Membranous nephropathy with acquired factor V inhibitor: a case report
© KITAMURA et al.; licensee BioMed Central Ltd. 2013
Received: 7 June 2013
Accepted: 18 December 2013
Published: 21 December 2013
Membranous nephropathy is one of the most common causes of nephrotic syndrome in adults. In contrast, acquired factor V inhibitor is a rare bleeding disorder.
A 62-year-old Asian man with a history of cerebral hemorrhage, purpura, eosinophilia and hyper immunoglobulin E syndrome developed proteinuria. The bleeding disorder was diagnosed with acquired factor V inhibitors. A renal biopsy revealed that he suffered from membranous nephropathy with glomerular endothelial damage which is reported to be involved in another factor disorder. After the steroid administration, the coagulation test and proteinuria were improved.

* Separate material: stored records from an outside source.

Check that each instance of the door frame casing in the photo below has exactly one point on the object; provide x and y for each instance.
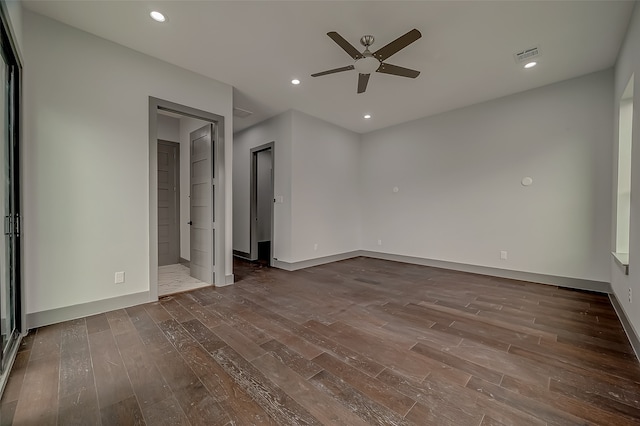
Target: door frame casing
(176, 168)
(253, 202)
(15, 62)
(219, 245)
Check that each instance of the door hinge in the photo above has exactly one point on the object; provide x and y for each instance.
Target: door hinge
(8, 225)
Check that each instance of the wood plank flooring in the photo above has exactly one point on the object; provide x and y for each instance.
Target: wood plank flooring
(357, 342)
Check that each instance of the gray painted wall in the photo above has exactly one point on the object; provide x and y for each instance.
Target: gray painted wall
(460, 197)
(264, 195)
(316, 173)
(85, 161)
(628, 64)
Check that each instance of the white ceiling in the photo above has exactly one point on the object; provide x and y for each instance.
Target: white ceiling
(465, 53)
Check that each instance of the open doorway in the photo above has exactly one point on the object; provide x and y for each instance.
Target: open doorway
(186, 206)
(261, 229)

The presence of factor V inhibitors may have been involved in the development of membranous nephropathy.
Membranous nephropathy (MN) is one of the most common causes of nephrotic syndrome in adults. MN occurs as a primary or secondary renal disease. Secondary MN occurs as a result of autoimmune diseases, infections and malignancies. In contrast, acquired factor V (FV) inhibitor is a rare bleeding disorder that is known to be difficult for physicians to treat because of limited knowledge and its uncertain relationship with autoimmune disease. Here we suggest a relationship between MN and FV inhibitors.

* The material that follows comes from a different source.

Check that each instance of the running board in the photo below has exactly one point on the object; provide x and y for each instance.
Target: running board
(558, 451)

Laboratory analysis data of coagulation time and coagulation factors
Activated partial thromboplastin time
MN is caused by immune complex localization in the subepithelial zone of glomerular capillaries. Beck et al. reported that M-type phospholipase A2 receptor (PLA2R) is a target antigen with idiopathic MN . The Anti- PLA2R autoantibodies in serum samples from patients with idiopathic MN were predominantly of IgG4 subclass, which is the predominant immunoglobulin subclass seen in glomerular deposits of patients with MN. However, the Anti- PLA2R autoantibodies were not exclusively found in secondary MN. In renal biopsy of this patient, we could not observe the deposits of IgG4 subclass (Additional file 3: Figure S3). We could not find any causes of secondary MN such as malignancy, infections or drugs. These results suggested that the MN in this patient may be involved other immune disorders.

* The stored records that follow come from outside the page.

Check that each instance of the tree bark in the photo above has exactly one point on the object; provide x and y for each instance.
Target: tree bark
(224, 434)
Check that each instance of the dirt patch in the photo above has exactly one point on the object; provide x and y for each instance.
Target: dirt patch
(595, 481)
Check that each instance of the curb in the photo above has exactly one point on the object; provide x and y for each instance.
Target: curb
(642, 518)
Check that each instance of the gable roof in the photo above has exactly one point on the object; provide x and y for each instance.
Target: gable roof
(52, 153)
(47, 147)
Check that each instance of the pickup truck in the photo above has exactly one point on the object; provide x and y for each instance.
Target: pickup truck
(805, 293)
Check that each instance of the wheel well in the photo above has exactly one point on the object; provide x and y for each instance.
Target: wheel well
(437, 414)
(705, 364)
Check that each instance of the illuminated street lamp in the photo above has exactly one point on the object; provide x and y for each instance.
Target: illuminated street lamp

On the other hand, there have been some reports of acquired factor inhibitors complicated by nephrotic syndrome [2–4]. In addition, there have been reports that factor VIII-related antigen and tissue plasminogen activator may be involved in the glomerular endothelial damage in another factor disorder . There is a possibility that coagulopathies may be related to the occurrence of renal disorders with glomerular endothelial cell damages. In this patient, we observed dense subepithelial deposition and the detachment of endothelial cells in the glomerulus upon electron microscopic analysis. It may be suggested that the characteristic finding of membranous nephropathy with acquired factor inhibitors is the presence of damage of the glomerular endothelial cells and lamina rara layer, with high-density deposits at the subepithelium in the glomerulus. Frigui et al. reported that the eosinophils are associated with MN . Renal disorders with eosinophils were caused by several diseases such as drugs, cholesterol embolization, immunoallergic responses et al. . Giudicelli et al. described that most secondary renal disorders in hyperphils are usually due to an immuno-allergic process leading to deposit of immune complexes in glomeruli. Taken together, we reported that membranous nephropathy complicated with factor V inhibitor. The presence of FV inhibitors should be taken into consideration when patients are diagnosed with nephrotic syndrome and MN by renal biopsy because there is some possibility that the FV inhibitors can lead to serious bleeding complications.
We reported a case of membranous nephropathy with acquired factor V inhibitor. The renal pathology revealed the presence of damage of the glomerular endothelial cells and lamina rara layer, with high-density deposits at the subepithelium in the glomerulus. It is important that membranous nephropathy may be complicated with acquired factor V inhibitor if the pathology is observed.
Written informed consent was obtained from the patient for publication of this Case Report and any accompanying images. A copy of the written consent is available for review by the Editor-in-chief of this journal.